La Fiscalía recibió en indagatoria al señor E.A.A.(138) quien pese a negar su participación en los hechos investigados al ser cuestionado sobre el cobro de vacunas a los conductores de la empresa “XXXXXXX” manifestó “yo he oído el comentario de eso, como a los taxistas”(139). Por su parte, el señor R.A.V.B. manifestó en su injurada que la gerente de la empresa “XXXXXXX” “es una mujer, pero no me sé el nombre”(140).

En su indagatoria, el señor E.M.V.P. al preguntársele sobre si conoce de la extorsión al gremio del transporte manifestó que “por ahí he escuchado en la radio y leído en la prensa sobre las extorsiones a los buseteros, dicen que les piden cuotas, no se cuento dinero le piden”(141); afirmación en igual sentido realizó E.B.E. quien en su indagatoria manifestó que conoció de las extorsiones porque “lo he escuchado por radio y prensa no se más”(142).

De otra parte, obra en el expediente la indagatoria del señor L.A.J.C. quien en su condición de despachador de rutas de “XXXXXXX” le dio a conocer a la Fiscalía que la suma que recolecta diariamente por parqueo “se lo entrego al jefe de rutas a O.B. y él a su vez la entrega a la Empresa a la Gerente S.N.”(143).

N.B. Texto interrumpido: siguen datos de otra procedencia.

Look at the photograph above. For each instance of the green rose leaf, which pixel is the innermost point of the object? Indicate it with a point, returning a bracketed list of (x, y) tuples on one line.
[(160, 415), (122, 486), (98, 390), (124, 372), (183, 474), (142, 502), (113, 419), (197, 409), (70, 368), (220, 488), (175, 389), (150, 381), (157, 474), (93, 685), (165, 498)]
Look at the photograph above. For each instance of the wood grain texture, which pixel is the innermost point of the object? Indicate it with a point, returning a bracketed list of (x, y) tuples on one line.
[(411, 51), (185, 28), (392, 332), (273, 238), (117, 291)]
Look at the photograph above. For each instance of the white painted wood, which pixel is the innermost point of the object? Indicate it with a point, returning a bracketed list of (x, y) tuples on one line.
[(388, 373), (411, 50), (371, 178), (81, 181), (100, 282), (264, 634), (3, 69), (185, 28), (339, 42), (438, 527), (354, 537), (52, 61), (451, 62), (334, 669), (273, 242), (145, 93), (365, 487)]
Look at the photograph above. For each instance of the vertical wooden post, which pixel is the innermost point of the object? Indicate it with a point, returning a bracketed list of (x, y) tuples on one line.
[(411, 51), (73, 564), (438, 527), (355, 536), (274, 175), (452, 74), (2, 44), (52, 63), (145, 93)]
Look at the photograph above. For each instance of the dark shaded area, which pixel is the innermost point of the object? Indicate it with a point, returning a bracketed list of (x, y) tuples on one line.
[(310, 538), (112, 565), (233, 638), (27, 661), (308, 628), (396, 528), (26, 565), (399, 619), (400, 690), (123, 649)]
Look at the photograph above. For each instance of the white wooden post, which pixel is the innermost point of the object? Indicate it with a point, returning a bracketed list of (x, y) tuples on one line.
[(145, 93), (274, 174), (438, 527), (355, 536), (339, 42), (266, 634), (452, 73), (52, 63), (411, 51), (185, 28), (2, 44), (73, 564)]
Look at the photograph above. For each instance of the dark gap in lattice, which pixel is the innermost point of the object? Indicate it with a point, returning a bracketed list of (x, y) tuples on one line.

El 23 de abril de 2003, el Subintendente de Policía A.R.C.J. declaró ante la Fiscalía a cargo del asunto que desde hacía un año atrás venía realizando la investigación de las actuaciones desarrolladas por grupos armados y, concretamente, lo relacionado con las extorsiones al sector del transporte, razón por la cual se le preguntó si los gerentes de las empresas eran conocedores de la referida situación a lo que contestó que “tanto los despachadores como los gerentes de las empresas de transporte urbano si tienen conocimiento de las extorsiones cometidas por miembros de grupos armados al margen de la ley”(144).

De otra parte, el 22 de octubre de 2003 la Fiscalía recibió la declaración de A.S.M.C. quien expuso que en el gremio de los transportadores era de conocimiento generalizado el cobro de las vacunas a los conductores de buseta por parte de las Auc y que igualmente se escuchaba que los gerentes de las empresas era sus auxiliadores(145).

Se tiene que el 15 de enero de 2004, la Fiscalía recibió la declaración de P.C.A. quien expuso que trabajó como conductor para “XXXXXX” y así pudo conocer que los transportadores eran extorsionados por las Auc y precisó (se transcribe de manera literal incluidos posibles errores):

“Las pruebas son que siendo reunidos los conductores por el personal de las Auc, nos manifestaron que deberíamos colaborar con la organización, pagando tres mil pesos, situación que personalmente a mí se me dificultaba porque no ganaba los suficiente, negándome a pagarla en ocasiones también me fueron bajados los pasajeros por personal de las Auc y regresar al despacho a pagar a ponerme al día, amenazándome con consecuencias que ya sabíamos cuáles eran (...) PREGUNTADO. En su declaración ha hecho referencia a una reunión que sostuvo con miembros de las Auc, sírvase manifestar en qué fecha fue esa reunión, quien la presidió y si había personal de las empresas de transporte de XXXX XXXX en la reunión. CONTESTO. La fecha exacta no la recuerdo y las personas que nos reunimos tampoco conozco por apodo a uno (...) PREGUNTADO. Sírvase manifestar el sitio de la reunión y si había personal de las empresas de transporte presentes en esa reunión. CONTESTO. La reunión se efectuó en el patio del despacho de XXXXXXX (...) habíamos varios conductores de XXXXXXX, en esa reunión(146)” (se destaca).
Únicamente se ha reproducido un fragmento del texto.